Dienstag, 11. November 2025

4285 Wohinein?

 



10:49 a.m.  Ich bin auf der Brücke gestanden und habe die Donau, die Sonne, den Wind und die Erde gegrüßt. Und mir beim Runterschauen ins Wasser gedacht: es ist gar nicht schad’ um mich; die paar hingeworfenen Texte rechtfertigen nicht meine Ansprüche und auch sonst nichts. Ich sollte einfach still und dankbar sein und keinen Bahöö veranstalten. Andere sind … zwei Männer kommen ins Café, reden überlaut und selbstverständlich und vorbei ist es mit meiner angeblichen „Demut“. Sie reden auch blöd, finde ich. Arrogant über andere (hahaha, hihihi – der innere Spötter). In ihren Firmen vermutlich mittlere Führungsetage, oder doch eher unten gerade noch über den Arbeitern.
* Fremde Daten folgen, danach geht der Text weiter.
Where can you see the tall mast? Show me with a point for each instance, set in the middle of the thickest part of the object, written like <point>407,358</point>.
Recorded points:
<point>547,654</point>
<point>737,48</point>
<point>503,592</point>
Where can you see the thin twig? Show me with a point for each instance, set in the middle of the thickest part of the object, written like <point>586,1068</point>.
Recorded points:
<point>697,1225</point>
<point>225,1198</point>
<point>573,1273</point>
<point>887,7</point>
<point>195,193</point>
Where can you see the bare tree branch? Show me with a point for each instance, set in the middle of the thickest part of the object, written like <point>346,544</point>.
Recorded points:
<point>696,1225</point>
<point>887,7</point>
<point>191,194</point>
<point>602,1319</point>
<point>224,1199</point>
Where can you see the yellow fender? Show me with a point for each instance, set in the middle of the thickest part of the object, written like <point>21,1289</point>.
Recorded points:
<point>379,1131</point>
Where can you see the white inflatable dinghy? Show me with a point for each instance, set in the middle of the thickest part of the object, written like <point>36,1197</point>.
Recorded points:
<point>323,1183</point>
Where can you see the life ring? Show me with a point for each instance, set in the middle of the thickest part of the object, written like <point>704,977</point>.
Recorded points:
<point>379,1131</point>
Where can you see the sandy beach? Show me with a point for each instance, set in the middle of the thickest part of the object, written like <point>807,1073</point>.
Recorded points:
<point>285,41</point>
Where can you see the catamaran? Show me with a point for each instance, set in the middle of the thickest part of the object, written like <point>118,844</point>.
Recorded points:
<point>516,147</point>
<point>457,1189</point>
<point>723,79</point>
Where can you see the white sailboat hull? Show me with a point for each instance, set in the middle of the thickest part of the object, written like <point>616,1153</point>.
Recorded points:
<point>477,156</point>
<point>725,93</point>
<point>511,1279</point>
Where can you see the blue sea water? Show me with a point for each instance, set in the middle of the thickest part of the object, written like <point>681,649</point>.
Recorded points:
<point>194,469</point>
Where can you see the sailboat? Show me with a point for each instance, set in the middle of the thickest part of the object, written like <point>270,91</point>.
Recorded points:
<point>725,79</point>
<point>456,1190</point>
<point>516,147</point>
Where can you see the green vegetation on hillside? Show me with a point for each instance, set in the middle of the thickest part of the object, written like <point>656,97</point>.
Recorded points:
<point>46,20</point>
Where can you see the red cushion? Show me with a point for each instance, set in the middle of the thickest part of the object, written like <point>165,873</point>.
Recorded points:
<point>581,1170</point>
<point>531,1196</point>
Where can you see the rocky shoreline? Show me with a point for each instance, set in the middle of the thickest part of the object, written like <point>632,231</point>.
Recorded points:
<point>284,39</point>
Ingenieure? Die dialektal-technoide Sprechweise würde passen. Der eine unterschreibt ständig irgendwelche Listen, eine nach der anderen blättert er um und unterschreibt oder paraphiert. Anwesenheitslisten? Arbeitszeitbestätigungen? Arbeitsstatistiken? Deportationslisten werden es hoffentlich keine sein.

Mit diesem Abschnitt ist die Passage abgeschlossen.